Many Templeton Prize winners have been well-known personalities such, as Mother Teresa, who won in 1973, Rev. Dr. Billy Graham in 1982 and 1983 recipient Aleksandr Solzhenitsyn. But most have earned the prize through pursuits often removed from the public eye–including Baba Amte, a wealthy Hindu lawyer who abandoned the comforts of money to develop communities in India where lepers and others now live their lives with dignity and compassion.

The late Sir Sarvepalli Radhakrishnan, president of India from 1962 to 1967, used his position to offer a healing voice of universal love and wisdom for all, regardless of race or religion. He also advocated a non-aggressive military posture with Pakistan and worked to end political corruption. For his efforts, he received the prize in 1975.

Athavale, 76, known as Dada (brother) by his co-workers, began bhav pheri (devotional visits) in 1954. With less than 20 helpers, he went to the villages around Bombay to spread the message of love for God and love for all people, considered by the workers to be God’s children. Believing in self-knowledge as the preliminary condition for an inner growth that leads to a loving, enlightened, social concern and outreach, Athavale initiated the practice of swadhyaya–a Sanskrit word meaning self-study.

Swadhyaya has spread to nearly 100,000 villages across India and is estimated to have directly improved the lives of 20 million people. Athavale’s Hindu philosophical beliefs ask people to recognize the inner presence of God which, he says, leads to a sense of self-esteem as well as an awareness of the divine presence within all persons. This belief has led to the betterment of individuals and communities around the world.

In nominating Athavale, Texas A&M University professor Betty M. Unterberger wrote, “Motivated by a deep commitment to the service of God’s work, Athavale has sought nothing less than the creation of a divine world undergirded by a divine current of thought.”

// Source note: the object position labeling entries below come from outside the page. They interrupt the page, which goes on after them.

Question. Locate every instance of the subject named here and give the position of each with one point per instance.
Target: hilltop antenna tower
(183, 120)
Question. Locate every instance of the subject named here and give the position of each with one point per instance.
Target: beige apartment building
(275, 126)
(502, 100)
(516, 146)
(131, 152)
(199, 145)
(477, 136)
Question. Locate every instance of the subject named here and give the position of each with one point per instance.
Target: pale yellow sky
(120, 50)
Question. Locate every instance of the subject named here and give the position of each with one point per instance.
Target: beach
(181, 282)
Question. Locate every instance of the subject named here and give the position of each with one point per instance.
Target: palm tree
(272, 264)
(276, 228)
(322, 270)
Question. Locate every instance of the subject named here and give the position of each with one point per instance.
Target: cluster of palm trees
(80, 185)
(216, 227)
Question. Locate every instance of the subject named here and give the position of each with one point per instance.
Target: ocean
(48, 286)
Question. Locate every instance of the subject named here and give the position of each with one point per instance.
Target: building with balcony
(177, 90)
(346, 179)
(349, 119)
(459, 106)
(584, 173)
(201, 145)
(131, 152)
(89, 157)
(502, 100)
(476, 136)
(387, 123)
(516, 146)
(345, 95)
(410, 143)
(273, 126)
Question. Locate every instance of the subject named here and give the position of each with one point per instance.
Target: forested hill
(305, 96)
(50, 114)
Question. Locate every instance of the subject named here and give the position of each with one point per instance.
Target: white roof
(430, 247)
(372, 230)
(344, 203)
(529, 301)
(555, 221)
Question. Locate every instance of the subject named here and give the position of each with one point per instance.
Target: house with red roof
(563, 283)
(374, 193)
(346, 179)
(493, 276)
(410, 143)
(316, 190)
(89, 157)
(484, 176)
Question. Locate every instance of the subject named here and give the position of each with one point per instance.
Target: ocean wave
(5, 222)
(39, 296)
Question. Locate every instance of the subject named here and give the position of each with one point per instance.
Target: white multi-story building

In a statement prepared for the March press conference in New York, Athavale said, “This award is to advance the human spirit’s quest for love and understanding of God and expansion of spiritual resources. I see it as a tribute to the conviction that existence of God is central to life, and true religion is the guiding principle of life. It is my experience that awareness of nearness of God and reverence for that power creates reverance for self, reverence for the other and reverance for the entire creation.”